Winter storm Jonas has passed over the East Coast and in its wake has left piles of snow you can’t see over, some flooding and lots of power outages that’ll last several days. Now what? You’ve already been stuck at home several days. This is the danger zone – the time when you could make some poor decisions in terms of the safety of you and your loved ones.
Several government agencies have issued guidelines to stay safe during storms, but few have said much about what to do when the storm passes. Here are our top tips to make sure you survive not only the storm, but the aftermath:
- Check on your elderly and ill neighbors, friends and family. If you haven’t seen them in several days or heard from them, they may need help and could be unable to ask.
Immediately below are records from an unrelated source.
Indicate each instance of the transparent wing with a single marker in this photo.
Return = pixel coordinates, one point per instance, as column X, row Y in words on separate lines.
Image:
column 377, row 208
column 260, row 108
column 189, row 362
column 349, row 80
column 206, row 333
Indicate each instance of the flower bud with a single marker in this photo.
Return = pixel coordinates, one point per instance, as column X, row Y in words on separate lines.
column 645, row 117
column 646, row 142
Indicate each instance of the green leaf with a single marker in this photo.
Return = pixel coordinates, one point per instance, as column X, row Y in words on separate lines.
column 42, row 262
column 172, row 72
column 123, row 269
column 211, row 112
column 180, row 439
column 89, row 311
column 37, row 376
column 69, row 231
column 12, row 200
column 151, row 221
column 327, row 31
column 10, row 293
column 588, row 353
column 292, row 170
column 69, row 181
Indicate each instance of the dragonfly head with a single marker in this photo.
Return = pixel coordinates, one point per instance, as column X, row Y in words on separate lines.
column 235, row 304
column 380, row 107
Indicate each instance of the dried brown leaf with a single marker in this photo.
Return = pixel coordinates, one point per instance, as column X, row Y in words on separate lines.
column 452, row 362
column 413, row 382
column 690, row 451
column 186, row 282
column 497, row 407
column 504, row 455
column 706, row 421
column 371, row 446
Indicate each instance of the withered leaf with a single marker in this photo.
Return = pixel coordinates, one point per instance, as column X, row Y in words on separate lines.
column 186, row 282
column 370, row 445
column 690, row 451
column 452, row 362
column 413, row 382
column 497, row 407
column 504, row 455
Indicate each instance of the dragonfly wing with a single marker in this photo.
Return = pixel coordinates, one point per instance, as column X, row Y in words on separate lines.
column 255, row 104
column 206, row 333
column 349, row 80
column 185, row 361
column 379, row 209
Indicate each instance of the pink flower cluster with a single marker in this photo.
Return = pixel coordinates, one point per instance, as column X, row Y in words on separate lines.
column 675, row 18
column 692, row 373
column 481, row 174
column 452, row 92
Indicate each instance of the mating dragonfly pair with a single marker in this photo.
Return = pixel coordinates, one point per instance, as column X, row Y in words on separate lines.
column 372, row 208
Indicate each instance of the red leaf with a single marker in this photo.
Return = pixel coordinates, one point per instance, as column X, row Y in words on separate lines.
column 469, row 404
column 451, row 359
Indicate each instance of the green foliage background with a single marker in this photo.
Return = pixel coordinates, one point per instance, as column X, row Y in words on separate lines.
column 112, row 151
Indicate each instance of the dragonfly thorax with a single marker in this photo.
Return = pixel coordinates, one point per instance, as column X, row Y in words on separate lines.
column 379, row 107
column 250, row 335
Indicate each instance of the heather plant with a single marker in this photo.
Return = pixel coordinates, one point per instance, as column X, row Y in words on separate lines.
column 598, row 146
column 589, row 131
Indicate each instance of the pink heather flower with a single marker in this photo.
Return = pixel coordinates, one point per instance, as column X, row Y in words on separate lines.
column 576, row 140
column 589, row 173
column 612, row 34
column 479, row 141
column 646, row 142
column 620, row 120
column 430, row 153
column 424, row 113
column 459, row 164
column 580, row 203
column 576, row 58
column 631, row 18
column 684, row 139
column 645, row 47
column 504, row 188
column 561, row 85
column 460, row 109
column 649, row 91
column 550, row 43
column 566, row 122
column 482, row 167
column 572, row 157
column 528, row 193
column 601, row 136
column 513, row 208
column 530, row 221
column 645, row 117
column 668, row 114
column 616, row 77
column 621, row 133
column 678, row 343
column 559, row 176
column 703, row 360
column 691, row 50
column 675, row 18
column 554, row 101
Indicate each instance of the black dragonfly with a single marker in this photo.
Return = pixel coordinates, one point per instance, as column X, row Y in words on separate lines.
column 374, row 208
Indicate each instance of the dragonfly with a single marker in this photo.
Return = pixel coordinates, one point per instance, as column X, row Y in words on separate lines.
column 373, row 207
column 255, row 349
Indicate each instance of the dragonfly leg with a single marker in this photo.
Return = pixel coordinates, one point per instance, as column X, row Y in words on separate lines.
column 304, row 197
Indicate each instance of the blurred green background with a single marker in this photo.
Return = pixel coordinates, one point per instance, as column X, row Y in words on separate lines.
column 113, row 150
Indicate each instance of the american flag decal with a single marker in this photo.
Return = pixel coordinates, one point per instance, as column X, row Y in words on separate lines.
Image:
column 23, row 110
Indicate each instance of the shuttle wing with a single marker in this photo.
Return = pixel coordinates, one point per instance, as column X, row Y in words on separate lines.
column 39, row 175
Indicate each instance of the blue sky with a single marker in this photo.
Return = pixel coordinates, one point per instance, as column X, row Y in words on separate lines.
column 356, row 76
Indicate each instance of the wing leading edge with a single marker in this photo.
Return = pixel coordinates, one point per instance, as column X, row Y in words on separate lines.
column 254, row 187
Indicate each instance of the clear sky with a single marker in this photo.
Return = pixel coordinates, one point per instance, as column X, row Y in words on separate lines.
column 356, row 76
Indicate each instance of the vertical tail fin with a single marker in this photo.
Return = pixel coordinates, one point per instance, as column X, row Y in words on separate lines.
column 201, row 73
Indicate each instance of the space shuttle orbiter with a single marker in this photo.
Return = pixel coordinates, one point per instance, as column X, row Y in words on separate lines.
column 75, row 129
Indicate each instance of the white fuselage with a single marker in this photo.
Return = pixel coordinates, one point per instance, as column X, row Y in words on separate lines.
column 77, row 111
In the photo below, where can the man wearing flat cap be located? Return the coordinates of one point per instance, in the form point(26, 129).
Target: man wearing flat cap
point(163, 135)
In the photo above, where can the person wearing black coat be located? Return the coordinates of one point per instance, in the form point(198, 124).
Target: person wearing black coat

Don’t assume someone else has them covered.
- Check in with family outside the storm area to let them know you are ok.
- Understand the danger signs of hypothermia – confusion, dizziness, shivering that stops the longer one is exposed to the cold, shallow breathing, slurred speech, weak pulse. Seek medical attention immediately. Find more information here.
- Keep your pets inside (except for bathroom breaks) – this actually should be the standard for winter pet care; if it’s too cold for you, it’s too cold for them.
- Do not heat your home with your gas oven; not only are you running the risk of fire, you’re running the risk of carbon monoxide poisoning or worse, especially if the pilot goes out.
- Keep a fire extinguisher handy.
- When the power comes back on, let your refrigerator run at least four hours before opening the doors to let it reach the proper temperature.
- Don’t taste food to figure out if it’s still good; when in doubt, throw it out.
- Shovel snow in short blocks of time, no more than 15 minutes at a time, especially if you’re out of shape or have been ill. Better yet, hire a neighborhood kid to do it for you.
- If you have a snow blower, offer to take care of the snow for your elderly and ill neighbors, friends and family; you could be saving a life.
- Don’t drive until the authorities have opened roads once again; going out before could put others in danger, especially if you find yourself stuck in an area where snow plows are working.
- If you have a health emergency, contact 9-1-1; don’t try to drive yourself. First responders have special training in dealing with weather emergencies and your loved one is more likely to arrive at the hospital safely if you let them do their jobs.
Just because the storm is over doesn’t mean the problems are over. Use common sense when thinking about going out of the house (no matter how stir-crazy you’re feeling).